Sasfin Holdings Limited

12/02/2021 | News release | Archived content

Forex Daily Market - Oil prices remain near their three-month lows

Today's Talking Point

Oil Update

Analysis: Oil prices remain near their three-month lows this morning as yesterday's initial rebound faltered, leading to a further drop which has seen Brent fall over 20% from its October highs. The benchmark front-month contract is currently trading just below the $70 per barrel mark, with the market waiting to see what happens with today's OPEC+ meeting. The start of the meeting yesterday saw the cartel once again confirm that it estimates that the market will enter a surplus next year, which could average around 3.3mn barrels a day through Q1. The uncertainty surrounding the new COVID variant and its impact on travel was also highlighted, suggesting that the balance of risks remains skewed towards a pause on the supply increases being announced. However, this outcome is most likely priced in already, which suggests that, barring some kneejerk reactions, the announcement may not help drive prices all that much higher. The weaker outlook for oil demand has seen some notable changes along Brent's price structure, with the prompto around 30 cents in backwardation, well below the $1.30 seen a week ago. The spread between the January 2022 and December 2022 contracts, meanwhile, has also narrowed to levels last seen in August, highlighting weakening fundamentals across the foreseeable time period.

Rand Update

The ZAR's recovery was questionable. It happened against the backdrop of disappointing domestic data, highlighting a rising unemployment rate, a narrowing trade surplus, a weak credit cycle, and government finances deteriorating again. Add to that the correction weaker in commodity prices, and there really were no good reasons for the ZAR to stage a recovery. At best, one could argue that the ZAR's recovery was merely a market positioning correction that will soon pass once profit-taking and re-positioning have taken place.

This morning, the ZAR finds itself back above 16.00/dlr after testing the mid15.70s yesterday. As SA enters its fourth wave heading into the December festive season and infections rise rapidly, with the Omicron variant becoming dominant, investors will likely err on the side of caution and refrain from selling the USD just yet. On the contrary, many might prefer to purchase USDs even at these ZAR undervalued levels.

The higher prevalence of the Omicron variant in SA and its rapid spread mean that travel bans will likely persist for a while to come.

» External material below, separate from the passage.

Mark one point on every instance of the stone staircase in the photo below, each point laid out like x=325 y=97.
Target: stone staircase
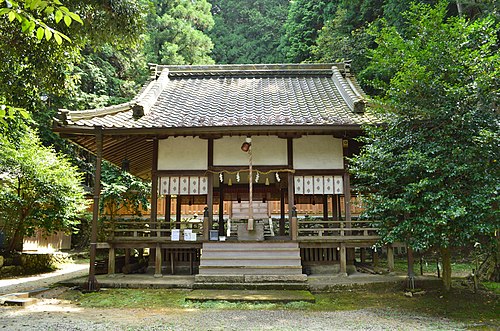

The first Omicron case has been identified, and it now appears that it is far more prevalent across the globe than first thought. As we await the scientists' studies to know whether this is a more or less aggressive variant, concerns will drive market sentiment and enhance global levels of volatility. The ZAR's behaviour is a case in point. The danger is that we are heading into the end of year festive season domestically, where trading volumes are traditionally much thinner and where volatility can be enhanced.

Bond Update

An outlook for a weak domestic growth cycle remains the core prognosis heading into the festive season and 2022. Various familiar drivers suggest that investors will be looking at a below-trend growth outlook for some time. These include the potential continuation of Eskom load-shedding, the unintended consequences of lockdown policies, constrained employment and income levels, and the risk of further socio-political disorder. Fears regarding the omicron COVID variant will add to the downside risks given that the tourism sector is likely to remain constrained, while households are also a little less likely to spend. The risk of a double-dip recession remains an emerging theme heading into 2022 against this backdrop. However, with many parts of the economy at highly depressed levels already, a deeper catalyst may be needed.

The government remains ill-equipped to help, given its unsustainable debt levels after almost a decade of aggressive deficit spending. At the same time, many of its interventions, such as the implementation of tight labour law and lessening education standards, have led to structural problems well represented in a young population yet shrinking tax and skills base. This leaves the economy's productive base fragile, with FDI and below-par business investment levels still ultimately suggesting that many remain hesitant on putting further skin in the game. Record high levels of youth unemployment suggest that political disorder could remain a feature for decades to come.

This raises some questions over SARB policy, namely whether the SARB will be able to tighten rates at each meeting over the next two years, which would represent around 300bp worth of tightening. This would lump a significant increase in interest costs to the indebted, including the government, and decrease new loan affordability, particularly in the housing sector. The knock-on effects on the property market will likely remain damaging. Increasing the prime rate from 7.25% to 10.25% would result in a more than 20% reduction in affordability on a 20-year mortgage. Weak money supply and private sector credit growth also suggest that inflation pressures will not have much in the way of room to take hold, with demand-side inflation generally the problem that the SARB's monetary policy is intended to solve.

It is also worth mentioning the downside pressure on oil prices, which feeds into the assessment that much of SA's inflation risk at present could have moderated by the end of Q1. If oil and the ZAR hold at current levels, by the end of Q1 2022, oil price inflation will have almost entirely left the CPI index. The net addition to headline inflation will have reduced from over 200bp to a mere 30bp. With core CPI close to the lower end of the SARB target band, this suggests that inflation pressure could be sub-4% before H1 2022 is over.